Port-au-Prince, April 22, 2024 (PAHO/WHO) – Since February 29, 2024, Haiti faces an intensified security crisis, marking a new stage in the violence that affects and leaves a health system in difficulty and complicity. Encore l’accès aux sonins pour des Millions d’Haïtiens. As is known, this crisis affects the most vulnerable, in particular the 86,040 people who live in one of the 84 displaced places in the metropolitan area of Port-au-Prince.
During the last month, PAHO/WHO in application to national and departmental health authorities a été en mesure de rétablir l’accès aux soins aux personnes vivant dans 22 de ces sites, où l’Organisation travaille de 2022.
The human cost of violence
At 67 years old, Marie Yliane, former traveling salesman, visits the site of Colbert Lochard déplaces, a public school that attends around 2,500 people a day. Originally from the Carrefour-Feuilles neighborhood, he was in the beginning, like a beaucoup of his voices, from the advance of a local gang: «Je n’avais jamais eu d’hypertension avant la crise actuelle. Mais les bruits de tirs résonnent dans ma tête. On est toujours oblige de fuer sans savoir où aller», explique-t-elle.
Marie Yliane is a patient of the mobile clinic put into operation by the health authorities of the Western department with the PAHO/WHO device and the financial provider of the Central Intervention Fund for Humanitarian Emergencies (CERF).
«La clinique mobile m’a beaucoup helpée today. Je ne me satais pas bien et étant donné que presque tous les hôpitaux sont fermés, un ami m’a conseillé d’y aller. Les médecins ont decouvert que mes symptômes: insomnia , maux de tête, fatigue, étaient dus à une hypertension arterielle J’ai reçu des Médicaments et j’ai remercié Dieu pour ces soins en ces temps chaotiques», at-elle ajouté.
Des blessures de guerre aux blessures de l’âme
«Avant la crisis, j’avais a magasin et une moto. Mais j’ai tout perdu lorsque j’ai reçu une balle perdue dans le pied,» explains John, 34, also originally from Carrefour-Feuilles. «Des bandits ont envahi mon quartier et j’ai été touchedé par une balle alors que j’essayais de m’enfuir.»
After saving on hospitalization costs, John goes to the mobile clinic for a free medical consultation.
Sabrina, a 28-year-old mother, is also admitted to the clinic where the mental health of her two young children is concerned. «One month children are traumatized by the noise of automatic weapons and do not support them. Je dois le protéger et le mettre à l’abri lorsqu’il ya une fusillade», explains-t-elle.

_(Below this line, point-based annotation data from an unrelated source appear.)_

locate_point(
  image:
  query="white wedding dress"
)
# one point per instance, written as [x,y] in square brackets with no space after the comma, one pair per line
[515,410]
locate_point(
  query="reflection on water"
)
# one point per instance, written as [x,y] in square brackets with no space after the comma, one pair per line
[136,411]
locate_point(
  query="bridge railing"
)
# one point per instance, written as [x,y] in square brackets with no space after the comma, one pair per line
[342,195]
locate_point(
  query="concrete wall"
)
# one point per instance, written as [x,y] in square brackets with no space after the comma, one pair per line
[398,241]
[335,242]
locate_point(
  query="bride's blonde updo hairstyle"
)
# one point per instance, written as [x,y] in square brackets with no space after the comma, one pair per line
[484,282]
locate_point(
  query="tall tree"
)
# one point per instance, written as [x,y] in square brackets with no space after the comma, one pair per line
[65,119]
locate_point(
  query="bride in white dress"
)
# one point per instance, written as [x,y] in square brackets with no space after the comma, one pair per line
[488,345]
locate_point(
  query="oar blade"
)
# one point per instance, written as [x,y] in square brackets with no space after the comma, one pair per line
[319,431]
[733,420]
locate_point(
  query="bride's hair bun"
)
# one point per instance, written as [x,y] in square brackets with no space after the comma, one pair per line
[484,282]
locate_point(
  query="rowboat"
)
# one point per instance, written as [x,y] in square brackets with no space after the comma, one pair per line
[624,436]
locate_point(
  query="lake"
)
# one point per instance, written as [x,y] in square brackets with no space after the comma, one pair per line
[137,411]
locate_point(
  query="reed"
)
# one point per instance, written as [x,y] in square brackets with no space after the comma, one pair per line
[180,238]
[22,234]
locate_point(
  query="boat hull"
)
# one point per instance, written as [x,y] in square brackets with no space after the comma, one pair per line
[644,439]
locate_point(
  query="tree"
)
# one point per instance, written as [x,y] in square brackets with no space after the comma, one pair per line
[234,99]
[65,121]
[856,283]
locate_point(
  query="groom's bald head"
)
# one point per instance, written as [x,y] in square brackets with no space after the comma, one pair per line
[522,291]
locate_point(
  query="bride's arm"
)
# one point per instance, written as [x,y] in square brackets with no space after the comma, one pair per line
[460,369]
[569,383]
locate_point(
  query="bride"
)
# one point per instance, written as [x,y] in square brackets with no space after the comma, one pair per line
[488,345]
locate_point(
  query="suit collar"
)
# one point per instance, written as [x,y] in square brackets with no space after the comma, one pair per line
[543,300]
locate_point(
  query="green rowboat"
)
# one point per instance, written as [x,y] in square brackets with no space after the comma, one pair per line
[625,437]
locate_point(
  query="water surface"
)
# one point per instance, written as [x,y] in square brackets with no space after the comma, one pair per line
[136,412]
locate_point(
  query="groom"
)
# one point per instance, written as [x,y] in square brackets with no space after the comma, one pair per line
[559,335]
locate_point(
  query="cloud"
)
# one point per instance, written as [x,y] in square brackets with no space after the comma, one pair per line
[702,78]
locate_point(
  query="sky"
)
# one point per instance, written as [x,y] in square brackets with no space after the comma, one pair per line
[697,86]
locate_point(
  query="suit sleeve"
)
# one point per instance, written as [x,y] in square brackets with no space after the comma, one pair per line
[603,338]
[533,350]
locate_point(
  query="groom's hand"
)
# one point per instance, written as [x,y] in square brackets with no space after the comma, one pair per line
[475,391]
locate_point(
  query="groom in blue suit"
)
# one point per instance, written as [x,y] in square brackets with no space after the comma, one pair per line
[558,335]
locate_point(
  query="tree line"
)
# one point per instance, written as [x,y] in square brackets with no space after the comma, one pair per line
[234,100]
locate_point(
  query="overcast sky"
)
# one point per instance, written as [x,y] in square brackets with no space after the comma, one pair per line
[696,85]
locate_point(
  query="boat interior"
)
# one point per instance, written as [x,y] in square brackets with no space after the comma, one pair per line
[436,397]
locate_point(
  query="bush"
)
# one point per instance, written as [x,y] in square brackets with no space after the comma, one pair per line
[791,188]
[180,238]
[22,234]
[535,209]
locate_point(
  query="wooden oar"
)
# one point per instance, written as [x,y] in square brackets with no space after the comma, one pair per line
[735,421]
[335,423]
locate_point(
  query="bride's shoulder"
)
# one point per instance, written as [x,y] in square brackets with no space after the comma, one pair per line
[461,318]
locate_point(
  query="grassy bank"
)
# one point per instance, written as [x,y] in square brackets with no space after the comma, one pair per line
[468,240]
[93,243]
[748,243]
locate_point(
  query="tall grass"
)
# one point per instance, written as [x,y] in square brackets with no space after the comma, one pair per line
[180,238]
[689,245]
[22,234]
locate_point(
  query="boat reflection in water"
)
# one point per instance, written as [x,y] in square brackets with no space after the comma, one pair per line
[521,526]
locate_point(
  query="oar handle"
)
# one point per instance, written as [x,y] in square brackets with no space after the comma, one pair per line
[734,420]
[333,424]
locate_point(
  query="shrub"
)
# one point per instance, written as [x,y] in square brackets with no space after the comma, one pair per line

Reactivated after Wednesday, the mobile clinics have carried out more than 1000 medical consultations in several sites in the metropolitan region of Port-au-Prince.
They are essential to facilitate access to areas of displaced populations.
Composed of 6 doctors, 10 auxiliary nurses, 2 wise women, 3 psychologists and a double of psychosocial and community health agents, mobile clinics that offer general medicine, sexual and reproductive health services, as well as psychosocial consultations. Multipurpose community health workers also use the clinics to organize awareness-raising activities. L’OPS/WHO supports the initiative and provides a logistical and technical application, in addition to medical products.
Un défi sanitaire dans des sites surpeuplés
«Since we can return to the sites, our priority is to distribute hygienic and healthcare products to people who need assistance after several days,» explained Dr. Jean-Gilbert Ndong. . , coordinator of the PAHO/WHO emergency humanitarian response in displaced sites.
Surpeuplés et logés dans des structures inadaptés, les sites de displaced sont confrontés à des défis considérables, notamment le manque d’accès à l’eau potable et à l’assainissement. These conditions create fertile ground for the deterioration of residents’ health and the potential development of epidemics.
In addition to mobile clinics, epidemiological surveillance activities are also related to the work of the surveillance and response teams deployed at each site. The objective of this surveillance is to prevent the emergence of diseases that indicate cholera will reappear in the country after October 2022.
The emergency humanitarian response of PAHO/WHO in aid of health authorities
In addition to being applications by health authorities of the Western Department for displaced populations, PAHO/WHO also applied the Ministère de la Santé Publique et de la Population (MSPP) after the onset of the crisis through aux logistics Hôpitaux publics et autres institutions qui continuent à fournir des soins de santé in a complicated security environment. L’OPS/WHO also provides tons of medical equipment in various establishments, such as the La Paix University Hospital and the Doctors Without Borders Hospital, which bring most of the severely blessed patients.
L’OPS/WHO also supports the National Blood Transfusion Program in the place where the furniture and reagents are located, in addition to the National Ambulance Center ensuring the continuity of the sounds of the ambulances and the transport of the blessed in the place of the fuel.
L’OPS/WHO also helps three public hospitals in the domain of maternal health, mainly to improve access and reduce financial obstacles to children by caesarienne for women who need this procedure.